I was losing the battle with binge eating at the start of this month. I was eating completely out of control and I was starting to panic that I was on my way down a dangerous path that would find me back at 130 kilos (286 lbs). I could see it happening, but I couldn’t do anything to stop it. It’s a horrible feeling.
Do you know what really helped me start to turn things around? I realised that I need to stop hating my body. It turns out that the more I hated myself, the more I wanted to punish myself with food.
A few weeks ago I stared at myself in the mirror for a long time and told myself that I am OK as I am now. I do still want to lose weight, but I am OK now too. This isn’t the first time I have tried this, but something sunk in this time.
I was putting a lot of pressure on myself to drop a lot of weight before going on an upcoming holiday and part of the chat I had with myself in the mirror was about this holiday. I told myself that it didn’t matter if I was 5 kilos heavier or 5 kilos lighter on holidays. I am OK as I am now and I deserve to have a fun holiday no matter what size I am.
I’m not a good example of body positivity by any means… I still grab my rolls of fat and screw up my face in the mirror and I still get frustrated that I can’t fit into cute clothes, but I am working at it.
It’s the 24th August and today you would be turning 54. I think you would be happy to be turning another year older and having had another year with your family. You lived for your kids and you would use your birthday as an excuse to cook us all a roast beef with yorkshire pudding and gravy. I would try and make you your favourite sponge cake and you would tell me it was amazing, even though we both knew it was pretty average.

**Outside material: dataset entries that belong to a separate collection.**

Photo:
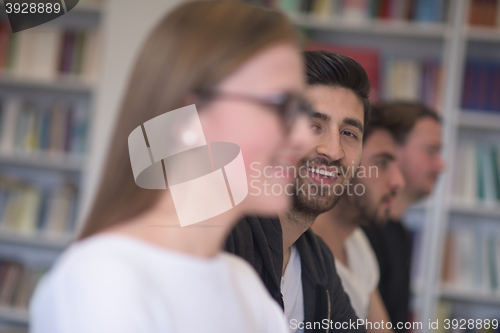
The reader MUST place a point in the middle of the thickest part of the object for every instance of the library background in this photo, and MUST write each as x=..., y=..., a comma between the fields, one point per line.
x=61, y=83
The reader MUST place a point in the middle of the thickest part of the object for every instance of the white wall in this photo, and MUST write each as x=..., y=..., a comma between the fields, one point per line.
x=125, y=25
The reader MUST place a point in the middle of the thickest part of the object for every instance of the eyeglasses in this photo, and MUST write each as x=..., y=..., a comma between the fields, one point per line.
x=288, y=106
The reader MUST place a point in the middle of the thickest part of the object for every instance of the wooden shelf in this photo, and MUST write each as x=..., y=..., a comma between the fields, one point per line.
x=479, y=120
x=56, y=162
x=17, y=316
x=483, y=34
x=62, y=84
x=86, y=7
x=38, y=241
x=476, y=210
x=480, y=297
x=389, y=28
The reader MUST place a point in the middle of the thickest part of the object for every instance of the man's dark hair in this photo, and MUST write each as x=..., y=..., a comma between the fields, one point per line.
x=338, y=70
x=398, y=118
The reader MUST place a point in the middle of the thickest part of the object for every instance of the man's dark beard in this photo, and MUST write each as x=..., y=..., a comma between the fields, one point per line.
x=310, y=206
x=368, y=215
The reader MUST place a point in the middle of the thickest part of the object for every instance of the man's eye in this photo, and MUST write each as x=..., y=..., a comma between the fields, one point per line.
x=382, y=163
x=350, y=134
x=316, y=127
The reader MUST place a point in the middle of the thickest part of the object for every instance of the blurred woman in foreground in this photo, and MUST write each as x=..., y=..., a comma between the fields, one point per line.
x=134, y=268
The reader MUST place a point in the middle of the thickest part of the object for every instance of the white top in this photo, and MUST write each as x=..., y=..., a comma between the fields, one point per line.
x=112, y=283
x=361, y=278
x=291, y=288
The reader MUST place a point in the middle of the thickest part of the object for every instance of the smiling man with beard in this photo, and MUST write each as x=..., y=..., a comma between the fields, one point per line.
x=380, y=177
x=296, y=266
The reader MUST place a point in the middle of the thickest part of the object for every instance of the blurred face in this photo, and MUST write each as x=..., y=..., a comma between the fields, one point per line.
x=380, y=176
x=266, y=148
x=324, y=171
x=420, y=157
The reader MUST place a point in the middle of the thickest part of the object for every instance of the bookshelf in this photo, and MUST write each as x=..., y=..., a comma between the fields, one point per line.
x=14, y=316
x=452, y=42
x=483, y=298
x=43, y=162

You didn’t care about getting birthday presents and always told me not to waste my money on you. So on your birthday this year I wish I could tell you just how very much I miss you every single day. I know you always thought I was so independent and that I didn’t need you. I thought that too. Oh god, I have never been so wrong about anything in my whole life.
I wish I could tell you that I need my mum.
I need my mum to care about my boring work problems, to text me to remind me when my favourite shows are on, to let me know when Target has a sale on and to make sure I go to the doctors when I am sick. I need my mum to sew the buttons that come off my tops, make me soup when I am tired and text me to check that every flight I am on lands safely. I need my mum to buy my favourite foods for when I visit, send me flowers to make my day and to turn my electric blanket on so it’s warm when I go to bed.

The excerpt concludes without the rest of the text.